Coimbra  23 de Setembro de 2020 | Director: Lino Vinhal

Semanário no Papel - Diário Online

 

Médicos que foram e continuam a ser a “mãe” do SNS homenageados pela SRCOM

19 de Junho 2020 Jornal Campeão: Médicos que foram e continuam a ser a “mãe” do SNS homenageados pela SRCOM

No Dia do Médico, que se celebra a 18 de Junho, 81 profissionais foram homenageados pela Secção Regional do Centro da Ordem dos Médicos (SRCOM) pelos seus 25 e 50 anos de actividade.

Atendendo às restrições impostas pelas autoridades de saúde no âmbito da pandemia de covid-19, a cerimónia de entrega das medalhas teve lugar na Antiga Igreja do Convento de São Francisco, em Coimbra, onde o bastonário da Ordem dos Médicos, Miguel Guimarães, fez questão de marcar presença.

Na cerimónia, o presidente da SRCOM, Carlos Cortes, recordou a importância desta cerimónia na vida profissional dos médicos, que começa com uma outra de igual relevância: a do Juramento de Hipócrates.

“Sinto um enorme orgulho em representar os médicos, não só pelo que aconteceu nas últimas semanas e meses, mas pelo papel que sempre tivemos.
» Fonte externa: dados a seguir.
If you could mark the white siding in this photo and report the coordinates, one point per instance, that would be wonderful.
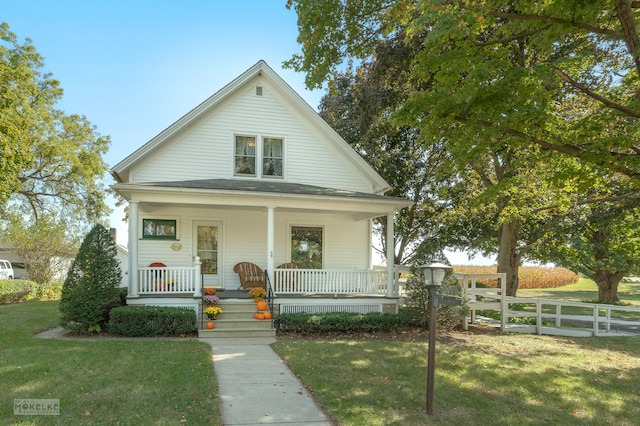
(205, 150)
(244, 238)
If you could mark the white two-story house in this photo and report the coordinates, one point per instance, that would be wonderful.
(253, 174)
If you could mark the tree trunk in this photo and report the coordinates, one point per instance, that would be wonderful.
(508, 258)
(607, 285)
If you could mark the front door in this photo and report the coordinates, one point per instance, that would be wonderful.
(207, 245)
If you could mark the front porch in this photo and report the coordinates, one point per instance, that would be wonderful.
(294, 290)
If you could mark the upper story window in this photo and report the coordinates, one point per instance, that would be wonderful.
(272, 157)
(250, 151)
(245, 157)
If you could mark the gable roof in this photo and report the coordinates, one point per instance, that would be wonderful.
(261, 68)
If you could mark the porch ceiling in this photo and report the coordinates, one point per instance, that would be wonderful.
(232, 193)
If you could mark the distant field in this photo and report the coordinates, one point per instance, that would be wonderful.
(528, 276)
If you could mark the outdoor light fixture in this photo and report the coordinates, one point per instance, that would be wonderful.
(433, 274)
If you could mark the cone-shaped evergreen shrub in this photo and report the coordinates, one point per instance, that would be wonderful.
(91, 288)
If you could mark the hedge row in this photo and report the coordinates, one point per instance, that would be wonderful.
(16, 291)
(343, 322)
(148, 321)
(528, 276)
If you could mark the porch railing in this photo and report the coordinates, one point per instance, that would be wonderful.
(330, 281)
(169, 280)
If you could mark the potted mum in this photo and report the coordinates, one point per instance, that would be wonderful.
(213, 311)
(210, 300)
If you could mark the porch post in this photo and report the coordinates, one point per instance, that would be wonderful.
(133, 248)
(390, 255)
(270, 241)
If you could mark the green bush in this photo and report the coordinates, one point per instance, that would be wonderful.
(91, 289)
(52, 291)
(342, 322)
(148, 321)
(16, 291)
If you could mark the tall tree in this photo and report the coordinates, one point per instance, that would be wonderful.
(90, 290)
(581, 100)
(43, 245)
(51, 161)
(557, 76)
(359, 106)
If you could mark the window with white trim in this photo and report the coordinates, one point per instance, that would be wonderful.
(272, 157)
(245, 156)
(306, 246)
(251, 151)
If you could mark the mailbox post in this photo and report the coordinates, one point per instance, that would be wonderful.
(433, 274)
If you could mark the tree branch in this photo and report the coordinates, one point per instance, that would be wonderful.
(591, 28)
(584, 89)
(570, 150)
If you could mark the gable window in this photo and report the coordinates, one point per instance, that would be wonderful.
(306, 246)
(272, 157)
(245, 156)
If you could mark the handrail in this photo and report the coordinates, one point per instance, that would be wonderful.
(270, 294)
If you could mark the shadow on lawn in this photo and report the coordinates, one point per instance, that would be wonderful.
(497, 379)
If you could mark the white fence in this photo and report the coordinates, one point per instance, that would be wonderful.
(548, 316)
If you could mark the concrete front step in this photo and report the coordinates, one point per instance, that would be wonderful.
(236, 333)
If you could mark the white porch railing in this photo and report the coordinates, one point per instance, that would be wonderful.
(372, 282)
(169, 280)
(554, 317)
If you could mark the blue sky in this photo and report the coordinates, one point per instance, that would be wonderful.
(133, 67)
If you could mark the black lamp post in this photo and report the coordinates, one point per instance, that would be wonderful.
(434, 274)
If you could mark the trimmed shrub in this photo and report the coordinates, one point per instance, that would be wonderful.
(91, 289)
(16, 291)
(149, 321)
(341, 322)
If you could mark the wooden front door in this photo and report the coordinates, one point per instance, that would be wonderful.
(208, 246)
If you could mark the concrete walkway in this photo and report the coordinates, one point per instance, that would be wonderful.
(256, 387)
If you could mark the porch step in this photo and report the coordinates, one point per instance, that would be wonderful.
(237, 321)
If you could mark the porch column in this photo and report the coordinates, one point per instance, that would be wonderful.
(270, 241)
(390, 255)
(133, 249)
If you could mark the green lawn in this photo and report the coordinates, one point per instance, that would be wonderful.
(481, 379)
(150, 381)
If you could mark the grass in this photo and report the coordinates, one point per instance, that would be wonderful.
(486, 378)
(102, 381)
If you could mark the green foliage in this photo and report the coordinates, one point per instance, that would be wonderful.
(340, 322)
(148, 321)
(43, 245)
(51, 161)
(91, 289)
(16, 291)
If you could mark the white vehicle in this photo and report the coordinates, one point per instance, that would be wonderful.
(6, 270)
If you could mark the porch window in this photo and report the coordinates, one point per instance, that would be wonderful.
(272, 157)
(306, 246)
(158, 229)
(245, 156)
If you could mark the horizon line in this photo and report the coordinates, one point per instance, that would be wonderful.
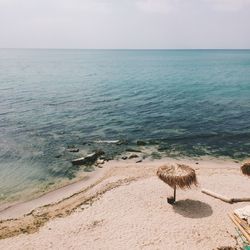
(127, 48)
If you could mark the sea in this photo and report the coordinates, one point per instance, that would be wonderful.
(176, 103)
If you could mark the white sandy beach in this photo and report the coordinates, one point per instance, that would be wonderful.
(126, 208)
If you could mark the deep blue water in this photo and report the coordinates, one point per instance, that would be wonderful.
(186, 102)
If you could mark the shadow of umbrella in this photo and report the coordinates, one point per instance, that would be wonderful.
(192, 208)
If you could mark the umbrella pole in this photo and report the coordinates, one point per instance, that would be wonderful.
(174, 193)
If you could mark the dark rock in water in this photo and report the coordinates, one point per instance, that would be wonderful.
(141, 143)
(133, 156)
(89, 159)
(133, 150)
(73, 150)
(98, 162)
(122, 142)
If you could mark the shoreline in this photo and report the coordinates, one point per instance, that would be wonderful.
(56, 195)
(123, 186)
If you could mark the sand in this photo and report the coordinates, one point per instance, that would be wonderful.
(126, 208)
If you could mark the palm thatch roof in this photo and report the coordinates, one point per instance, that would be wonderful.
(177, 175)
(245, 168)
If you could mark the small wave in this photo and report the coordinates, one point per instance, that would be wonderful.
(107, 141)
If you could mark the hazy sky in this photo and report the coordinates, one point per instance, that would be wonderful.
(125, 24)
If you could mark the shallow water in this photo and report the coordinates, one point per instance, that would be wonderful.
(184, 102)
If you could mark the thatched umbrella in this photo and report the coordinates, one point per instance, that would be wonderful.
(177, 176)
(245, 168)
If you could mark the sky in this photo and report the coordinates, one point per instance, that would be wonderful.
(125, 24)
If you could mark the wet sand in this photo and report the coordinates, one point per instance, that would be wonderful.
(124, 207)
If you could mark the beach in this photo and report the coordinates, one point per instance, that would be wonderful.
(124, 206)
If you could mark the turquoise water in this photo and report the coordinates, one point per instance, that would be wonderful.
(187, 102)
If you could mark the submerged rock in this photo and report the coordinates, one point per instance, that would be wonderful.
(99, 161)
(133, 156)
(89, 159)
(73, 150)
(141, 143)
(122, 142)
(133, 150)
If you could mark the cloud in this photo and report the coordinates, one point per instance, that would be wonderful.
(228, 5)
(156, 6)
(166, 6)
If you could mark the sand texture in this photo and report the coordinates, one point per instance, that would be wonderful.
(127, 208)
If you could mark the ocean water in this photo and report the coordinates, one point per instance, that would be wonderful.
(180, 102)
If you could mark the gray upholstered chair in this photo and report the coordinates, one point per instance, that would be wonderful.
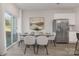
(29, 41)
(42, 41)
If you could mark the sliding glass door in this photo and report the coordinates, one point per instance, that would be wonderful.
(10, 29)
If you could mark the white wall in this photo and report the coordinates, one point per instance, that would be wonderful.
(11, 8)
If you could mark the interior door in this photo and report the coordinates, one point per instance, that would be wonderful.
(10, 29)
(62, 29)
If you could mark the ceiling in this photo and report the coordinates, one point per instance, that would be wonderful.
(46, 6)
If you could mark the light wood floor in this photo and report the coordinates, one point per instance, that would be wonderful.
(59, 50)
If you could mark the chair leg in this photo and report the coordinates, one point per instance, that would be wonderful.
(25, 49)
(19, 43)
(34, 48)
(37, 48)
(54, 43)
(46, 49)
(76, 47)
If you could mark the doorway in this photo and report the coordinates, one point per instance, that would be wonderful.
(10, 29)
(60, 26)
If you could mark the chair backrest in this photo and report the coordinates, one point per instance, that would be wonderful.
(52, 37)
(42, 40)
(29, 40)
(77, 34)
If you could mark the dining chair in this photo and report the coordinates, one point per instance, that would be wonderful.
(29, 41)
(52, 38)
(42, 41)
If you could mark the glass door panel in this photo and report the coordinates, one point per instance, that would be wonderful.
(8, 28)
(14, 30)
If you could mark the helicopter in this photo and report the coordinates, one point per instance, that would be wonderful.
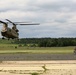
(12, 33)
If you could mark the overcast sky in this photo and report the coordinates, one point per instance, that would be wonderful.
(57, 18)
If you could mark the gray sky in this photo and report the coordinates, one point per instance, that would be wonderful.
(57, 18)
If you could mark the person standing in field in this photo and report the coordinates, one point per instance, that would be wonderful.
(75, 50)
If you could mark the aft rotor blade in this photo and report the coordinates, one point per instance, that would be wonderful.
(29, 24)
(10, 22)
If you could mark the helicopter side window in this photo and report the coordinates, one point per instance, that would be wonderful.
(9, 29)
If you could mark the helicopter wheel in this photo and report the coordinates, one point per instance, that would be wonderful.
(3, 38)
(8, 38)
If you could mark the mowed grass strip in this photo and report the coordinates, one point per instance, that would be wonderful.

A história dos médicos revela que estes sempre estiveram sempre na linha da frente”, notou Carlos Cortes, destacando que este “encontro de gerações” significava a “consagração e o reconhecimento do trabalho que os médicos têm feito ao longo da sua carreira”.
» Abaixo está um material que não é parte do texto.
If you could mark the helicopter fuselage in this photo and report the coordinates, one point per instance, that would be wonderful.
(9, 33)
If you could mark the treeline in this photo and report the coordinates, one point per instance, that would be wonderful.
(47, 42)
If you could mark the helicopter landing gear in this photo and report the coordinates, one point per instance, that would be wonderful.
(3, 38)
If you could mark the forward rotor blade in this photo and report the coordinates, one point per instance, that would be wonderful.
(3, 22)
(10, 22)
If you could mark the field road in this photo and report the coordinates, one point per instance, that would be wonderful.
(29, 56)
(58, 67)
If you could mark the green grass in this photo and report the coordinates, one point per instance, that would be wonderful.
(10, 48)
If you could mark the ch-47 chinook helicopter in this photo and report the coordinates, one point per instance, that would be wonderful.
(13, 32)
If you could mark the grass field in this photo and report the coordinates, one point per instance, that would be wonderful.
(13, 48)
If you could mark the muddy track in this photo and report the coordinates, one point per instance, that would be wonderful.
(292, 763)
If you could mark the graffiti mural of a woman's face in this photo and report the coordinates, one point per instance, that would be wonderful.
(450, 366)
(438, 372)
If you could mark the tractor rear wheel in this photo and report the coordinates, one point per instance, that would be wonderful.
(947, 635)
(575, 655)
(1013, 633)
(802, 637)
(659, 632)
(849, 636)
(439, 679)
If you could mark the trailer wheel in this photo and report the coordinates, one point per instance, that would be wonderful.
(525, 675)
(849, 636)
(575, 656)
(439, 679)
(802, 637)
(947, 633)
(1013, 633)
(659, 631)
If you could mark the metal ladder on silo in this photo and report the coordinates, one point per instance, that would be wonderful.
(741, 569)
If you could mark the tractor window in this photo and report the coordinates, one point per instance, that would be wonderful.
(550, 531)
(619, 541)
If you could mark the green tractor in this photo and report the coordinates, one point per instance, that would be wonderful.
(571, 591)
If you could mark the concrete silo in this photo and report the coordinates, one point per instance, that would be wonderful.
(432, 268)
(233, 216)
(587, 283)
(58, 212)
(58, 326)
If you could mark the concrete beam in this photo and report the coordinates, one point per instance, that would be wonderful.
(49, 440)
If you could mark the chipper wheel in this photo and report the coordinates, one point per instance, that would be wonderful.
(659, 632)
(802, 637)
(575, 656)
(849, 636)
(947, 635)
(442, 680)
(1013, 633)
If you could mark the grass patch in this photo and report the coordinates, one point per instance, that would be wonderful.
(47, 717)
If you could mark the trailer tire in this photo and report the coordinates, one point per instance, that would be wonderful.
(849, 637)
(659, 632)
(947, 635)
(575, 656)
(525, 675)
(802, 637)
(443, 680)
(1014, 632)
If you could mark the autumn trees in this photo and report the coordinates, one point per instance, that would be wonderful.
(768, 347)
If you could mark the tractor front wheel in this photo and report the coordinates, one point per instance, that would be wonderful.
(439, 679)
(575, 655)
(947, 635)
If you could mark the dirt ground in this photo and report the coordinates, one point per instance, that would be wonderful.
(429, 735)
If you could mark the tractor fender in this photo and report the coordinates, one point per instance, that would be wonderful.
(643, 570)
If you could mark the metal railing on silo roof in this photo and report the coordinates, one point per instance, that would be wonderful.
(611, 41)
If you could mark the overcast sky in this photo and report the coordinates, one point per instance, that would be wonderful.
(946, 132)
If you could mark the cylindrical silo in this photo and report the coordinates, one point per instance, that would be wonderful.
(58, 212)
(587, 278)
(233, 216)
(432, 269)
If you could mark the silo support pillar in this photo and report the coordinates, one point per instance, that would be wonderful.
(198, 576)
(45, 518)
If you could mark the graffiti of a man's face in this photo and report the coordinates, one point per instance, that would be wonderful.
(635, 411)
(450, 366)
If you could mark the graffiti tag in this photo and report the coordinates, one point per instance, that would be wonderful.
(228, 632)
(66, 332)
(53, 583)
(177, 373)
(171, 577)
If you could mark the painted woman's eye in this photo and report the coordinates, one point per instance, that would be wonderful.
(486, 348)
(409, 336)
Não esquecendo o momento vivido actualmente, o médico sublinhou o papel “fundamental” que esta classe profissional desempenhou durante a pandemia, tendo os médicos “decidido ir para a linha da frente, mesmo com as dificuldades conhecidas de falta de Equipamentos de Protecção Individual e dos perigos que poderia correr”. “Foram os médicos que lideraram as equipas dos profissionais de saúde na luta conta a covid-19. O seu trabalho e entrega foram absolutamente notáveis, um esforço muito meritório que merece reconhecimento”, realçou Carlos Cortes.

O responsável destacou, ainda, a importância dos médicos, nomeadamente, os da geração que agora completa 50 anos de carreira, na “concepção e construção do Serviço Nacional de Saúde”, tendo considerado António Arnaut como o “pai” do SNS e os médicos como a mãe”.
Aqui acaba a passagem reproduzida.